The average UK house price rose 0.3% to a new high of £301,151 in February, according to the latest Halifax house price index.
Annual growth was 1.3%, a rise from 1.1% from the previous month and the fastest pace for four months.
Regionally, Northern Ireland had the highest annual rise in average house prices.
The region saw prices rise 6.3% to £218,608, followed by Scotland where the typical house price increased 4.7% to £222,286.
Wales saw average property prices rise 2.4% year-on-year to £231,637.
In England, the North East saw average house price growth of 3.5% to £181,838.
But more expensive southern regions saw property prices continue to fall. This was most evident in the South East, where prices fell 2.2% to £383,834.
Average house prices in London fell 1% to £538,200.

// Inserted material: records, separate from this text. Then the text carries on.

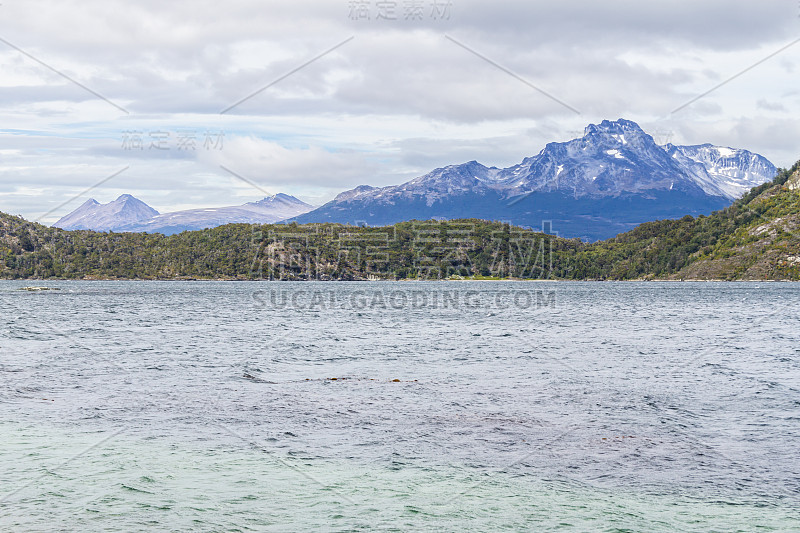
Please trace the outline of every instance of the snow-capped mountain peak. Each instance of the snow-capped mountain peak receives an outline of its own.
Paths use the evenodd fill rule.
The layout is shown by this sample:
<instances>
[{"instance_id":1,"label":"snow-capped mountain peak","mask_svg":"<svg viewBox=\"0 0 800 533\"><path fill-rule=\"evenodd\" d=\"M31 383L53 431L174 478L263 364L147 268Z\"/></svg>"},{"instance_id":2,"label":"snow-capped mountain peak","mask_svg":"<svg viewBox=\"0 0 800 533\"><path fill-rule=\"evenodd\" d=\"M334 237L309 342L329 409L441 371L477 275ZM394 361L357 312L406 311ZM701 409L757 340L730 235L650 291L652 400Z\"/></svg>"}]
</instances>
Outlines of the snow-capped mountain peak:
<instances>
[{"instance_id":1,"label":"snow-capped mountain peak","mask_svg":"<svg viewBox=\"0 0 800 533\"><path fill-rule=\"evenodd\" d=\"M355 189L340 192L338 195L336 195L334 202L347 202L349 200L354 200L359 196L364 196L366 194L371 193L372 191L377 191L377 190L378 187L373 187L371 185L359 185Z\"/></svg>"},{"instance_id":2,"label":"snow-capped mountain peak","mask_svg":"<svg viewBox=\"0 0 800 533\"><path fill-rule=\"evenodd\" d=\"M699 181L710 183L731 199L742 196L777 173L775 165L768 159L747 150L712 144L667 144L664 150L674 159L690 166ZM692 162L699 166L691 165Z\"/></svg>"},{"instance_id":3,"label":"snow-capped mountain peak","mask_svg":"<svg viewBox=\"0 0 800 533\"><path fill-rule=\"evenodd\" d=\"M54 226L69 230L172 234L232 223L270 224L307 213L312 209L314 206L294 196L278 193L244 205L159 214L141 200L130 194L123 194L108 204L99 204L94 199L89 200L56 222Z\"/></svg>"},{"instance_id":4,"label":"snow-capped mountain peak","mask_svg":"<svg viewBox=\"0 0 800 533\"><path fill-rule=\"evenodd\" d=\"M583 137L549 143L537 156L501 171L508 194L565 191L607 197L641 190L697 188L635 122L590 124ZM682 179L686 178L686 179Z\"/></svg>"},{"instance_id":5,"label":"snow-capped mountain peak","mask_svg":"<svg viewBox=\"0 0 800 533\"><path fill-rule=\"evenodd\" d=\"M107 204L91 198L53 226L67 230L113 231L121 225L141 222L158 214L138 198L123 194Z\"/></svg>"},{"instance_id":6,"label":"snow-capped mountain peak","mask_svg":"<svg viewBox=\"0 0 800 533\"><path fill-rule=\"evenodd\" d=\"M623 141L621 136L624 135L647 135L644 130L635 122L621 118L619 120L604 120L600 124L589 124L583 130L584 137L592 135L610 135L616 137L620 142Z\"/></svg>"},{"instance_id":7,"label":"snow-capped mountain peak","mask_svg":"<svg viewBox=\"0 0 800 533\"><path fill-rule=\"evenodd\" d=\"M290 207L290 206L299 206L299 207L308 207L308 204L302 202L295 198L294 196L289 196L288 194L283 194L279 192L277 194L273 194L271 196L267 196L258 200L256 202L248 202L245 205L255 205L259 207Z\"/></svg>"},{"instance_id":8,"label":"snow-capped mountain peak","mask_svg":"<svg viewBox=\"0 0 800 533\"><path fill-rule=\"evenodd\" d=\"M560 217L562 227L584 228L580 231L586 233L577 235L605 238L634 222L710 213L746 188L772 179L776 171L769 161L746 150L662 147L633 121L604 120L587 126L583 137L549 143L509 168L469 161L401 185L362 186L297 221L390 224L412 218L478 217L536 227L544 218ZM581 226L587 210L624 223Z\"/></svg>"}]
</instances>

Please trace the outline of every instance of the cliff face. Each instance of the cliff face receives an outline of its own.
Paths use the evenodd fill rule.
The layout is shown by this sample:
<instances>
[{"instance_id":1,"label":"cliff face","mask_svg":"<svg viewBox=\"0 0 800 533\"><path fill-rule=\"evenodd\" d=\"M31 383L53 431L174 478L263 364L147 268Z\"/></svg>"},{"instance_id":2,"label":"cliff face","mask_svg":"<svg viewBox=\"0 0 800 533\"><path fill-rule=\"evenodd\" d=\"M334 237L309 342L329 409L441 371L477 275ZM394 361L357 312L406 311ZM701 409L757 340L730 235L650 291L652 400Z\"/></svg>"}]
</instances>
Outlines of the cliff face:
<instances>
[{"instance_id":1,"label":"cliff face","mask_svg":"<svg viewBox=\"0 0 800 533\"><path fill-rule=\"evenodd\" d=\"M786 187L790 191L800 190L800 170L792 174L792 176L786 181Z\"/></svg>"}]
</instances>

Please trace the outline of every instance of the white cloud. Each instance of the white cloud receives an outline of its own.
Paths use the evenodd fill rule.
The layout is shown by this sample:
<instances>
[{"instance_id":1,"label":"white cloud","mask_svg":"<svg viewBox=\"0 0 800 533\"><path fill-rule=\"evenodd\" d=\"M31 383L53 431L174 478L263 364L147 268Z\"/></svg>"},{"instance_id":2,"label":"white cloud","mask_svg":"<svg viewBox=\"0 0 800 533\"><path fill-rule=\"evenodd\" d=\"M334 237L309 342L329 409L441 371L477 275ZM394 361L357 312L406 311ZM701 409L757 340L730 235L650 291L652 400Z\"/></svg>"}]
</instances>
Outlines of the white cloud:
<instances>
[{"instance_id":1,"label":"white cloud","mask_svg":"<svg viewBox=\"0 0 800 533\"><path fill-rule=\"evenodd\" d=\"M224 166L268 188L293 184L343 188L376 173L378 165L362 153L329 151L319 146L286 148L257 137L233 137L224 150L200 152L200 161Z\"/></svg>"},{"instance_id":2,"label":"white cloud","mask_svg":"<svg viewBox=\"0 0 800 533\"><path fill-rule=\"evenodd\" d=\"M261 194L225 164L321 202L464 160L510 165L619 117L781 166L800 155L800 44L735 77L797 38L794 0L452 0L446 20L429 3L406 20L398 2L394 21L370 5L351 20L346 0L4 4L0 37L86 88L0 43L0 210L35 218L124 166L94 193L161 210ZM225 148L135 153L121 147L130 130L224 132Z\"/></svg>"}]
</instances>

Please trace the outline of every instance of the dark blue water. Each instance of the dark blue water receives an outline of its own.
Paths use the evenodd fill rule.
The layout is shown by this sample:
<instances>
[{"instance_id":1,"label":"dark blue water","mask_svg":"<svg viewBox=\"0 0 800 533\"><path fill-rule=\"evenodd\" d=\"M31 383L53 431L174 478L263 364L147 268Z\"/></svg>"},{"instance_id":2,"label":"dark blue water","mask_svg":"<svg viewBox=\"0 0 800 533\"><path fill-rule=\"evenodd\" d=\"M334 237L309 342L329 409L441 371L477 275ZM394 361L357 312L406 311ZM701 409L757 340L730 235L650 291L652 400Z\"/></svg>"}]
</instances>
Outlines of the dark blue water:
<instances>
[{"instance_id":1,"label":"dark blue water","mask_svg":"<svg viewBox=\"0 0 800 533\"><path fill-rule=\"evenodd\" d=\"M800 285L24 285L3 530L800 530Z\"/></svg>"}]
</instances>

Halifax head of mortgages Amanda Bryden said: “These latest figures suggest the market has regained some momentum after a softer end to 2025. While industry data for January show a slight easing in new mortgage approvals, overall activity has continued to prove resilient.
“There’s no doubt that affordability remains stretched, supply is constrained, and regional disparities persist. For those without family support, the path to home ownership feels particularly challenging.
“However, conditions have been gradually improving, with easing interest rates and real wage growth helping to support buyer confidence. As ever, timely and expert advice remains key to helping more people achieve their goal of stepping onto the property ladder.”
Quilter mortgage expert Karen Noye said: “While the market has enjoyed early momentum geopolitical events may throw this into question.
“The backdrop for buyers has become more complicated in just a few days. Hopes of a steadier rate environment have been disrupted by fresh instability following the war in Iran.
“While there will not be a sudden jump in mortgage rates lenders may pause planned reductions, with swap rates rising sharply as geopolitical tensions push up oil prices and revive inflation concerns. This shift makes it harder for households to judge when affordability will genuinely improve.”